El hombre saludó con una inclinación de cabeza y se marchó, mientras Katherine se volvía hacia el soldado.
—Ve a comer algo —le digo—. Y di a todo el mundo que hemos ganado una gran batalla y que ahora ya podemos regresar a casa y vivir en paz.
Katherine se dirigió a su mesa y sacó la caja en la que guardaba sus artículos de escritorio. La tinta estaba en una botellita de cristal cerrada con un tapón de corcho y la pluma era de tamaño reducido, para que cupiera en la minúscula cajita. Tenía a mano el papel y el lacre. Cogió una hoja y reflexionó. Escribió un saludo para su esposo y le contó que le enviaba el manto del difunto rey de los escoceses.
Con esto, vuestra gracia, os daréis cuenta de que he cumplido mi promesa: os envío el manto de un rey para vuestros estandartes. Pensaba enviaros al mismísimo rey, pero creo que nuestros queridos ingleses no lo permitirían.

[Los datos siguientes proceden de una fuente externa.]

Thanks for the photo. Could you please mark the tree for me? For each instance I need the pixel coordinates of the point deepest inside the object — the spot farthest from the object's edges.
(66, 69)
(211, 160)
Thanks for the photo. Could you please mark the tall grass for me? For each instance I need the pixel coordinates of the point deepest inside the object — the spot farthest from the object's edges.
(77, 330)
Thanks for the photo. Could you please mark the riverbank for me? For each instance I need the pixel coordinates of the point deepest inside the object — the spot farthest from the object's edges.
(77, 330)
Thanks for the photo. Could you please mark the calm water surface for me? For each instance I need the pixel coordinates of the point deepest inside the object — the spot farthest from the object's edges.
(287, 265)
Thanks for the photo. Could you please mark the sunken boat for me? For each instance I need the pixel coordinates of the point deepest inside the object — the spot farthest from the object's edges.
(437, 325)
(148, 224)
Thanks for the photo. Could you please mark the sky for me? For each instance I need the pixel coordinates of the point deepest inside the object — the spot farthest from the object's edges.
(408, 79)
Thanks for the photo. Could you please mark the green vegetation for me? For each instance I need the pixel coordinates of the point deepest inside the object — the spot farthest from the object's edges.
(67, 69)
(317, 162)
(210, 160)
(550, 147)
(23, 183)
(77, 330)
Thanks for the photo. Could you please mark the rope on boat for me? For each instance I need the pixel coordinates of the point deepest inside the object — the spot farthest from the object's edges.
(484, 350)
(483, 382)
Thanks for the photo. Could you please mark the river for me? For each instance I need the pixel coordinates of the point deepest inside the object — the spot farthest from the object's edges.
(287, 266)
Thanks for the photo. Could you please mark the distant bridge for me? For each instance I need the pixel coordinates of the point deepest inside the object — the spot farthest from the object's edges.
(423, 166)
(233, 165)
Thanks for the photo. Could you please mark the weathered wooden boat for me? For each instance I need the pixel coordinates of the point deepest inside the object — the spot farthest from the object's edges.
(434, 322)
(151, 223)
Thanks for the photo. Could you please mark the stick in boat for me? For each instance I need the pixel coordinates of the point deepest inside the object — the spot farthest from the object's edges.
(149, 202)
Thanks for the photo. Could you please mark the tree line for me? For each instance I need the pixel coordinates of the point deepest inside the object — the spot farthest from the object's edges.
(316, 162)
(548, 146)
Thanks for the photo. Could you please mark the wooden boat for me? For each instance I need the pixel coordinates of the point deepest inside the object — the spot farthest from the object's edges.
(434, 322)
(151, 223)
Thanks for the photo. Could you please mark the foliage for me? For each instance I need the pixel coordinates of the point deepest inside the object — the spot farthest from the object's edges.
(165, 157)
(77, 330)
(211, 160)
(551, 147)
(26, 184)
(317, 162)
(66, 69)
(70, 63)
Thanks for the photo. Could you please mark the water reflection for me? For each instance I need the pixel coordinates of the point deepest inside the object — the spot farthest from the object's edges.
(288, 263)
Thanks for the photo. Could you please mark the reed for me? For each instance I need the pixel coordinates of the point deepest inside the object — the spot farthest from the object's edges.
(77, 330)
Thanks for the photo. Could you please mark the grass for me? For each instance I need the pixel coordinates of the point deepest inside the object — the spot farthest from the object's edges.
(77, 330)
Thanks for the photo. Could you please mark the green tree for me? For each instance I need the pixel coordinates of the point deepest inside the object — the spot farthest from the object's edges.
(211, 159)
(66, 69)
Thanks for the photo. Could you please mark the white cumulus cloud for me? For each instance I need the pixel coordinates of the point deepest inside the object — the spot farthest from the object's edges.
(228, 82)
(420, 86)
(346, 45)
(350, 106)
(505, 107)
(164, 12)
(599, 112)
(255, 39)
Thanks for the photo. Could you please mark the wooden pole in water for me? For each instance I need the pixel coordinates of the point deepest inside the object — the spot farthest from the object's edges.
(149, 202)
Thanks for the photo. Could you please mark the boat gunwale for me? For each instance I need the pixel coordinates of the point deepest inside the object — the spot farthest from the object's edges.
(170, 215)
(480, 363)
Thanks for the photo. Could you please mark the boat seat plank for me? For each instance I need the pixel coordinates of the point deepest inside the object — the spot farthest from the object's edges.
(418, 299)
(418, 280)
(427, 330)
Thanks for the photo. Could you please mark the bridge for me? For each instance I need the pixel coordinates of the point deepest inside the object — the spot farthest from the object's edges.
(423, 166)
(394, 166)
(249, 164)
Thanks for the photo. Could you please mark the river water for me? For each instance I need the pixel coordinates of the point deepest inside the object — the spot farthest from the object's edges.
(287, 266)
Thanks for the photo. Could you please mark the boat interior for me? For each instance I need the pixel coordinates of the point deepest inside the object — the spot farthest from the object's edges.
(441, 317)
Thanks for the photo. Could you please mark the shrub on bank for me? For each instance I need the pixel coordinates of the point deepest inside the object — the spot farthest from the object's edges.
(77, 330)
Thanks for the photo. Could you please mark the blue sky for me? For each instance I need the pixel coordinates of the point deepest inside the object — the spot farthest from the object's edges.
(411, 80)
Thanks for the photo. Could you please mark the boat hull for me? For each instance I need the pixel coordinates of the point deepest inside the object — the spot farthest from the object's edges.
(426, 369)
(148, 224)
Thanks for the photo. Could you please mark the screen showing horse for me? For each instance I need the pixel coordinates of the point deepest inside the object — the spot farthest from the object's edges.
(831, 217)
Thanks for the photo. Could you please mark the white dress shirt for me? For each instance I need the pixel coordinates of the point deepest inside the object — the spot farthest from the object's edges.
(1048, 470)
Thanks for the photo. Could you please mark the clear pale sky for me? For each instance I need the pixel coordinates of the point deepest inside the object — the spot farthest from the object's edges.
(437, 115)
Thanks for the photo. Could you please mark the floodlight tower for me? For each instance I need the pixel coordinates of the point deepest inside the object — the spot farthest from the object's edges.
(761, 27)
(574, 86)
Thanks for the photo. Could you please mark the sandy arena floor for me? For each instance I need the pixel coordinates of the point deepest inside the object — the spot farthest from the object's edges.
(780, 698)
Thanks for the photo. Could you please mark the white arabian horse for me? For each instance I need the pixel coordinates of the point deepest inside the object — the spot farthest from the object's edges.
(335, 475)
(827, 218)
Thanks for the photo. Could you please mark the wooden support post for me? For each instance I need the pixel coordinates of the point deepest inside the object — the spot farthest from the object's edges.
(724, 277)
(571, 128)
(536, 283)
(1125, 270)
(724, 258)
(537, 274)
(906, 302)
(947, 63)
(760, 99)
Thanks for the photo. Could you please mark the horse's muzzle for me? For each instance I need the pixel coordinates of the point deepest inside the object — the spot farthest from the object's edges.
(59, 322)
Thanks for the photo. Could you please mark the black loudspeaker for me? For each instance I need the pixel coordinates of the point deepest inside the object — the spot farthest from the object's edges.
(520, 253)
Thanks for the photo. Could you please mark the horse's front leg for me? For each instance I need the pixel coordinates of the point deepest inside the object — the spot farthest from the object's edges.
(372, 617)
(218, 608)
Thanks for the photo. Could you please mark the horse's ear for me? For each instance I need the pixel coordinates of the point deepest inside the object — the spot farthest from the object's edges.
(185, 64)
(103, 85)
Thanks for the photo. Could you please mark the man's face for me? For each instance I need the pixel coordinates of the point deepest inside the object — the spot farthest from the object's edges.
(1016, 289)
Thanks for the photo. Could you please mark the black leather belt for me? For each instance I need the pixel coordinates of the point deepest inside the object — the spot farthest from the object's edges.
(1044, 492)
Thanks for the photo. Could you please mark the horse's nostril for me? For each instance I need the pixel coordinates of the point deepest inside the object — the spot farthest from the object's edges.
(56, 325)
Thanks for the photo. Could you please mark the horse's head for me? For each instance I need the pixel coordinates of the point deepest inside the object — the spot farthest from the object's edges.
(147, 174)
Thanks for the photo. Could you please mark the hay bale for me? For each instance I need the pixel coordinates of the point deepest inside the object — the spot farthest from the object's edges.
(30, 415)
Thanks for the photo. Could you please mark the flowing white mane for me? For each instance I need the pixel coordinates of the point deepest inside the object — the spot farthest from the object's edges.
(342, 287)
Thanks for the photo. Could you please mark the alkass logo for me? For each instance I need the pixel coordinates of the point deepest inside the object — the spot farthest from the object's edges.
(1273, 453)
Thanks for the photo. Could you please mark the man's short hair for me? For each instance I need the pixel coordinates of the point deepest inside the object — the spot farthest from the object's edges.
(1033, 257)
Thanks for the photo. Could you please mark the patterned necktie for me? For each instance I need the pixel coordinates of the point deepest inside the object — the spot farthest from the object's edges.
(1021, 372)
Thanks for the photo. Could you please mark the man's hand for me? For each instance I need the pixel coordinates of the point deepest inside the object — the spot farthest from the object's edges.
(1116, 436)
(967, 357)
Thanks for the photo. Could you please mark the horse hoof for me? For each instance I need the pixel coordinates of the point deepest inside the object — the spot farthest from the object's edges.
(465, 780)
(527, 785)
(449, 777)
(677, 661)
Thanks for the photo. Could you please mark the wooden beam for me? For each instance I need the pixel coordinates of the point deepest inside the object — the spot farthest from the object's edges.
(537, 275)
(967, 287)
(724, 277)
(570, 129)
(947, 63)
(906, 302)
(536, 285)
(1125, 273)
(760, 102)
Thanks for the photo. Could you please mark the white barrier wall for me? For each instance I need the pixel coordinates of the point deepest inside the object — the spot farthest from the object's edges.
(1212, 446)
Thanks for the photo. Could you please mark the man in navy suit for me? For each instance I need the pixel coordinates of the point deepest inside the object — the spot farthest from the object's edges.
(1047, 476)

Me detengo. Gracias a esta gloriosa victoria, puedo regresar a Londres, descansar y prepararme para el nacimiento de ese hijo que ya estoy segura de llevar en el vientre. Quiero contarle a Henry que vuelvo a estar encinta, pero quiero decírselo sólo a él. Ésta carta, como todas las que nos enviamos, la leerá más gente. Henry jamás abre sus cartas. Siempre ordena a alguien que las abra y se las lea. Tampoco es habitual que él escriba las respuestas. En ese momento, sin embargo, recuerdo la promesa que le hice a mi esposo: que si Nuestra Señora volvía a bendecirme alguna vez con un hijo, acudiría de inmediato a su santuario de Walsingham para dar gracias. Si Henry lo recuerda, será como un código entre nosotros. Cualquiera podrá leerle la carta, pero sólo él entenderá a qué me refiero. Es la mejor manera de contarle mi secreto: que vamos a tener un hijo y que tal vez sea un niño. Sonrío y empiezo a escribir. Sé que Henry entenderá lo que estoy diciendo y sé que esta carta le hará muy feliz.
Termino, pues, pidiéndole a Dios que os devuelva pronto a casa, pues sin vos no existe dicha alguna, y rezo por ello. Ahora me dirijo a Nuestra Señora de Walsingham, cuyo santuario prometí visitar hace tanto tiempo.